Beauty In Transition

 

I like big mountains, deep lakes, and wide vistas. I have come to realize that I often just miss the joy that I can be realized from little things that seem quite ordinary. When a source of beauty that is always with me but has gone unnoticed finally captures my attention, I ask myself what else have I been missing. 

 

We are now in the trough between summer and fall. This wasn’t the most consistently beautiful summer of my life, but I am grateful for the fact that there were many stunning days with clear skies, warmth in the seventies and low eighties, and low humidity even if frequently interrupted by unsettled weather. This summer was like the Red Sox’s season. Both the weather and the Sox have been spectacular on some days. Just like the Sox, the weather has been unable to sustain a winning streak that lasted for any appreciable stretch. There have been plenty of gray and stormy days to interrupt the balmy ones. 

 

Summer is gone, but I haven’t quite given up on the Sox. It’s possible that they could win a wild card game and then find the sustained success that they have not demonstrated since the All-Star break. Only a true fanatic like myself holds out for the possibility that a miracle will occur and the Sox will find enough steam to carry them deep into the playoffs. If this summer and the Sox of 2021 are remembered at all, it will be for their lack of consistency. The Sox of 2021 may still have a chance for glory. The summer of 2021 is pretty much over, and I am left to examine the little bits of residual beauty that I had previously overlooked because I am who I am. 

 

Today’s header is a good example of the beauty that I have failed to appreciate. What you see are flowers at the edge of my front yard that are still in bloom against the background of woods that are still at least a couple of weeks from full color. Neither source of potential beauty will survive the next few weeks. The transient nature of the flowers and the fact that all the leaves on the trees will soon be down reminded me that I need to try to expand my field of vision to include smaller sources of joy and beauty. 

 

I rarely pay attention to my front yard. My attention is fixed on the view from my deck toward the lake on the other side of our property. The landscape architect who helped us shape the presentation of our retirement home did understand that the front yard was what visitors would see first. She changed the path of our driveway to provide a view of the lake, designed a granite parking area and stone walks, and had wildflowers planted over much of the area between the road, the drive, the woods, and the front of the house.
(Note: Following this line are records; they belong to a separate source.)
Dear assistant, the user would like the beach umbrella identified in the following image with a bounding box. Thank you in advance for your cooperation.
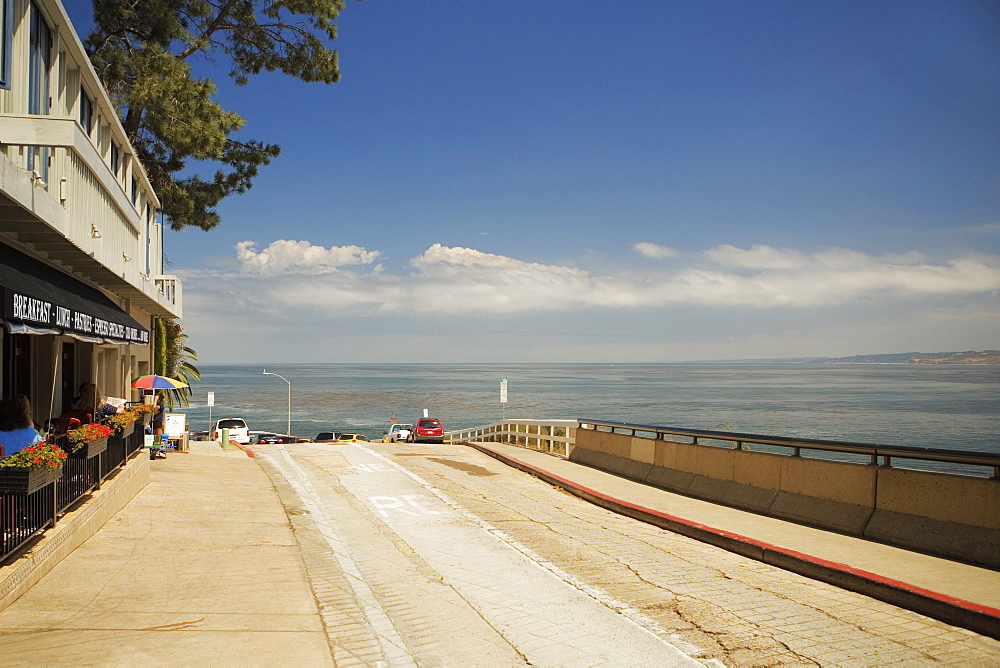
[132,375,187,390]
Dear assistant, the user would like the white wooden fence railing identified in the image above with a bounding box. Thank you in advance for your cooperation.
[444,420,579,457]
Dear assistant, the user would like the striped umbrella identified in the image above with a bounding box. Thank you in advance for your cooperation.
[132,375,188,390]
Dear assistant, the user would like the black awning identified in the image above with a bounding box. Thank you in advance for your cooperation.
[0,244,149,345]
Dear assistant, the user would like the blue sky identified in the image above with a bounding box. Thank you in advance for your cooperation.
[67,0,1000,363]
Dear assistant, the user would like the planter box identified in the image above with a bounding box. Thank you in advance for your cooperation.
[0,466,62,494]
[67,438,108,459]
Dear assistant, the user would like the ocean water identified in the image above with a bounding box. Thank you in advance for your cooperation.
[176,363,1000,453]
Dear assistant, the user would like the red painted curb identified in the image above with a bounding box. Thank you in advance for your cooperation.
[465,442,1000,638]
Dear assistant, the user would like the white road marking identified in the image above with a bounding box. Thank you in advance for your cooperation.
[255,445,416,665]
[353,444,723,666]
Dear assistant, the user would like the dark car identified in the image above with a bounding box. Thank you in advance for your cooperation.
[257,434,299,443]
[406,418,444,443]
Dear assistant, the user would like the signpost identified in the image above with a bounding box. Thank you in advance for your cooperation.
[205,392,215,438]
[500,376,507,420]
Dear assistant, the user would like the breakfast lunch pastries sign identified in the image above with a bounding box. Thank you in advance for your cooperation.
[0,244,149,345]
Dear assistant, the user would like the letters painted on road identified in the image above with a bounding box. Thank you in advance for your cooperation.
[368,494,441,517]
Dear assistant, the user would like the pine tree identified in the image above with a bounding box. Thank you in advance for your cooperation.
[86,0,352,230]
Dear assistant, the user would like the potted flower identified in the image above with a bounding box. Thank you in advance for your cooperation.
[104,410,139,436]
[0,441,67,494]
[66,422,113,459]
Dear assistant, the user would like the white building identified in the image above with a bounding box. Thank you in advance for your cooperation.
[0,0,182,423]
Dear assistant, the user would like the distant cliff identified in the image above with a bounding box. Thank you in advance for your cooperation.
[823,350,1000,364]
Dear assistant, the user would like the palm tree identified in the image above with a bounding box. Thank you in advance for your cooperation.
[156,319,201,410]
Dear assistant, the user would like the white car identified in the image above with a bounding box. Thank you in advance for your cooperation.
[210,418,250,445]
[382,424,413,443]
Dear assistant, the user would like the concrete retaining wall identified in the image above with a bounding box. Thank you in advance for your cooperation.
[570,429,1000,568]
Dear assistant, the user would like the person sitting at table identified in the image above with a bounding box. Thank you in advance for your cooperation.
[73,383,118,422]
[0,394,44,457]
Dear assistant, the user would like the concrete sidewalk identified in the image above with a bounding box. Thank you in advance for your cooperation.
[470,443,1000,638]
[0,443,331,666]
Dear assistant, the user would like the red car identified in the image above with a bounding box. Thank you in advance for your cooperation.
[406,418,444,443]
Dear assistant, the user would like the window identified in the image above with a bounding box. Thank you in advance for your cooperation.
[28,2,52,115]
[26,0,52,183]
[80,86,94,136]
[0,0,14,88]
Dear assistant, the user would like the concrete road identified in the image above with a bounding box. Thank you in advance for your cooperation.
[253,443,1000,666]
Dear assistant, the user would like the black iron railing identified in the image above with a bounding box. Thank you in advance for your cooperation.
[0,422,144,563]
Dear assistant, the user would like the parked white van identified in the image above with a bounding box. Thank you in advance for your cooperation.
[211,418,250,445]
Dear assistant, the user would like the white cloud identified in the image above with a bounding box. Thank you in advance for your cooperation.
[632,241,680,260]
[186,241,1000,318]
[965,223,1000,235]
[236,239,381,276]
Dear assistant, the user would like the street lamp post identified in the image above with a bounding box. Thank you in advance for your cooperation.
[263,369,292,436]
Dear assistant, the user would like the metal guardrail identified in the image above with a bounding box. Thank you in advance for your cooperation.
[579,418,1000,478]
[444,419,578,457]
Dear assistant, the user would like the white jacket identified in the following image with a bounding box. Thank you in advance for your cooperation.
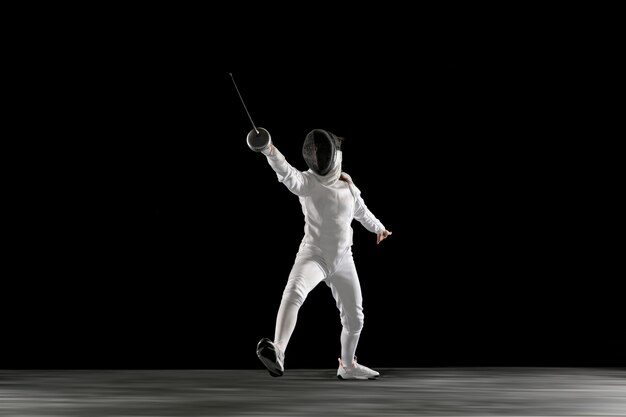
[266,147,385,270]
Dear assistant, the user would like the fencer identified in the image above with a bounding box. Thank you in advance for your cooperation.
[252,129,391,379]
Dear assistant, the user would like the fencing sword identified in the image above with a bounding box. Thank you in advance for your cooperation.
[228,72,272,152]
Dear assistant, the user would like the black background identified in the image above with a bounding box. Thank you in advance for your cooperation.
[0,10,625,368]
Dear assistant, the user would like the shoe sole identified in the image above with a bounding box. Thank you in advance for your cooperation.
[256,340,284,377]
[337,375,380,381]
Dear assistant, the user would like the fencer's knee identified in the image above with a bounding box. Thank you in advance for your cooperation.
[283,276,307,307]
[341,312,365,335]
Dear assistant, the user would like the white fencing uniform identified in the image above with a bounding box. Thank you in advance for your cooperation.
[266,147,385,363]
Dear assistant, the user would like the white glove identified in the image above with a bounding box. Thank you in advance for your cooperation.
[260,142,274,156]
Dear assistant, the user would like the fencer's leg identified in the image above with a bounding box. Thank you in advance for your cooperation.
[329,254,380,379]
[330,254,365,364]
[274,257,326,352]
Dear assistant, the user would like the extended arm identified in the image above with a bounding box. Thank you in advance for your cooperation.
[351,184,391,244]
[261,144,314,196]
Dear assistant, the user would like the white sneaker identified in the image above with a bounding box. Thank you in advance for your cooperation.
[337,356,380,379]
[256,338,285,376]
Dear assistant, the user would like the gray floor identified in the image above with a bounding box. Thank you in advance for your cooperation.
[0,368,626,417]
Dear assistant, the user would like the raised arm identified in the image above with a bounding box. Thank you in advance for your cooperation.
[261,144,314,196]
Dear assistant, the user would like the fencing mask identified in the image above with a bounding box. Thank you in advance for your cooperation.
[302,129,341,176]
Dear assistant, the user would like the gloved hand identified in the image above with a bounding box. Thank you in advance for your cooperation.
[260,142,274,156]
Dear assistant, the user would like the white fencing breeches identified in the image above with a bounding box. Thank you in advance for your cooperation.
[274,244,364,363]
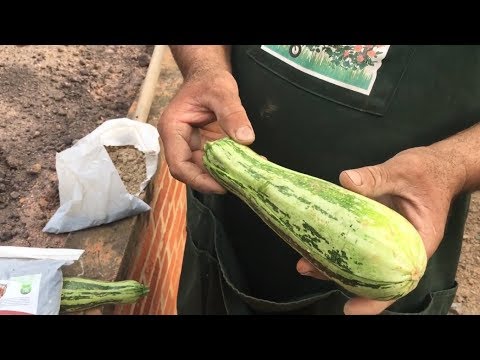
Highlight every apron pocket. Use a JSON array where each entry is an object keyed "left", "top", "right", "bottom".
[
  {"left": 247, "top": 45, "right": 414, "bottom": 116},
  {"left": 382, "top": 282, "right": 458, "bottom": 315},
  {"left": 177, "top": 189, "right": 226, "bottom": 315}
]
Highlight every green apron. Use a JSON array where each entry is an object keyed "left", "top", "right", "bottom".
[{"left": 177, "top": 46, "right": 480, "bottom": 314}]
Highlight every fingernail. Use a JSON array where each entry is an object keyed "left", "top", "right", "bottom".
[
  {"left": 345, "top": 170, "right": 362, "bottom": 186},
  {"left": 235, "top": 126, "right": 253, "bottom": 141},
  {"left": 343, "top": 302, "right": 352, "bottom": 315}
]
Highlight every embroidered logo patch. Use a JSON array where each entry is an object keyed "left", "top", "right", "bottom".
[{"left": 262, "top": 45, "right": 390, "bottom": 95}]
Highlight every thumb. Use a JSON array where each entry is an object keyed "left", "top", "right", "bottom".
[
  {"left": 340, "top": 164, "right": 394, "bottom": 198},
  {"left": 206, "top": 90, "right": 255, "bottom": 145},
  {"left": 216, "top": 100, "right": 255, "bottom": 145}
]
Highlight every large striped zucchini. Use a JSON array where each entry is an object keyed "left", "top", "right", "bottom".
[
  {"left": 203, "top": 138, "right": 427, "bottom": 300},
  {"left": 60, "top": 277, "right": 149, "bottom": 312}
]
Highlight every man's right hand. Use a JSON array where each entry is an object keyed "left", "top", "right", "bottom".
[{"left": 158, "top": 69, "right": 255, "bottom": 193}]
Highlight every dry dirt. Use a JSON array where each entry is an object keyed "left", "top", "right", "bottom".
[
  {"left": 0, "top": 46, "right": 153, "bottom": 247},
  {"left": 105, "top": 145, "right": 147, "bottom": 195},
  {"left": 452, "top": 192, "right": 480, "bottom": 315},
  {"left": 0, "top": 46, "right": 480, "bottom": 314}
]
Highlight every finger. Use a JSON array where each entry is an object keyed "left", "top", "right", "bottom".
[
  {"left": 192, "top": 150, "right": 227, "bottom": 194},
  {"left": 343, "top": 297, "right": 395, "bottom": 315},
  {"left": 339, "top": 164, "right": 395, "bottom": 198},
  {"left": 297, "top": 258, "right": 329, "bottom": 280},
  {"left": 162, "top": 121, "right": 225, "bottom": 193},
  {"left": 202, "top": 92, "right": 255, "bottom": 145}
]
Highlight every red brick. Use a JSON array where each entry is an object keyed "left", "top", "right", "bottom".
[
  {"left": 154, "top": 159, "right": 170, "bottom": 186},
  {"left": 166, "top": 212, "right": 186, "bottom": 249},
  {"left": 153, "top": 181, "right": 174, "bottom": 222},
  {"left": 152, "top": 162, "right": 168, "bottom": 203},
  {"left": 158, "top": 248, "right": 171, "bottom": 293},
  {"left": 142, "top": 261, "right": 160, "bottom": 315},
  {"left": 162, "top": 249, "right": 175, "bottom": 294},
  {"left": 130, "top": 222, "right": 154, "bottom": 281},
  {"left": 161, "top": 202, "right": 176, "bottom": 242},
  {"left": 143, "top": 233, "right": 163, "bottom": 285}
]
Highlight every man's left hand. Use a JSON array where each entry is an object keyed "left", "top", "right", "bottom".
[{"left": 297, "top": 147, "right": 465, "bottom": 315}]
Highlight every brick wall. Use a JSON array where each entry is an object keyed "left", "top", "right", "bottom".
[
  {"left": 114, "top": 50, "right": 186, "bottom": 315},
  {"left": 115, "top": 158, "right": 186, "bottom": 315}
]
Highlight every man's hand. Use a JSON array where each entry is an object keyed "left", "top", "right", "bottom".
[
  {"left": 158, "top": 68, "right": 255, "bottom": 193},
  {"left": 297, "top": 147, "right": 466, "bottom": 315}
]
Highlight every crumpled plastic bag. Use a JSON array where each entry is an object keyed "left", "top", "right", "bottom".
[
  {"left": 0, "top": 246, "right": 84, "bottom": 315},
  {"left": 43, "top": 118, "right": 160, "bottom": 234}
]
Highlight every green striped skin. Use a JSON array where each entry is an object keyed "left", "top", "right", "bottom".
[
  {"left": 60, "top": 277, "right": 149, "bottom": 312},
  {"left": 203, "top": 138, "right": 427, "bottom": 300}
]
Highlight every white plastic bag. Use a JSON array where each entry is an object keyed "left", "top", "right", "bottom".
[
  {"left": 0, "top": 246, "right": 84, "bottom": 315},
  {"left": 43, "top": 118, "right": 160, "bottom": 234}
]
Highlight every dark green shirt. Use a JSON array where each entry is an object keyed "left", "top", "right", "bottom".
[{"left": 179, "top": 45, "right": 480, "bottom": 313}]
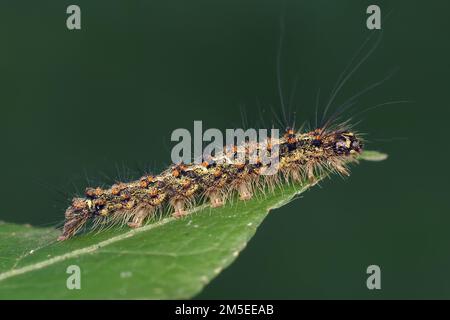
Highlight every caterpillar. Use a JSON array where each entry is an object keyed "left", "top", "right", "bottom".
[
  {"left": 58, "top": 19, "right": 390, "bottom": 241},
  {"left": 58, "top": 124, "right": 363, "bottom": 241}
]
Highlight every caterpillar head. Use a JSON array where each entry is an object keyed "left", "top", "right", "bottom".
[{"left": 58, "top": 198, "right": 90, "bottom": 241}]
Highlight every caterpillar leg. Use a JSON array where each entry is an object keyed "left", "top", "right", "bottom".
[
  {"left": 238, "top": 183, "right": 252, "bottom": 200},
  {"left": 128, "top": 209, "right": 151, "bottom": 228},
  {"left": 209, "top": 192, "right": 225, "bottom": 208},
  {"left": 172, "top": 200, "right": 188, "bottom": 218}
]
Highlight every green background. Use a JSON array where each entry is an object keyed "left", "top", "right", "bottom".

After a year or two of waiting for the architect’s vision to materialize, I was disappointed because the flowers did not meet my expectations and so we asked the man who mows and plows for us to replace the wildflowers with grass. 

 

After I thought the wildflowers were history, I never paid much attention to the side of the yard where the flowers were removed until about a week ago when I was surprised to discover that some of the flowers had come back! They aren’t the overwhelming focus of beauty that the landscape architect had imagined and sold to us as a good idea, but for me, they were a lovely surprise. I know that they will not last long. Our first frost is probably not far away. Summer has gone and fall falls off in beauty as soon as the leaves fall and that happens fast. We probably have 10 days till the peak fall color and not much more than a couple of weeks after that till all the leaves will be down. After the leaves come down, my next shot of local beauty will be the first snowfall. The cycles continue and seem to spin faster and faster. The lesson for me is to look for the little bits of beauty that I have so often overlooked as the spin continues.

 

I hope that your weekend will offer you a chance to find some overlooked beauty and enjoy a lovely early fall day.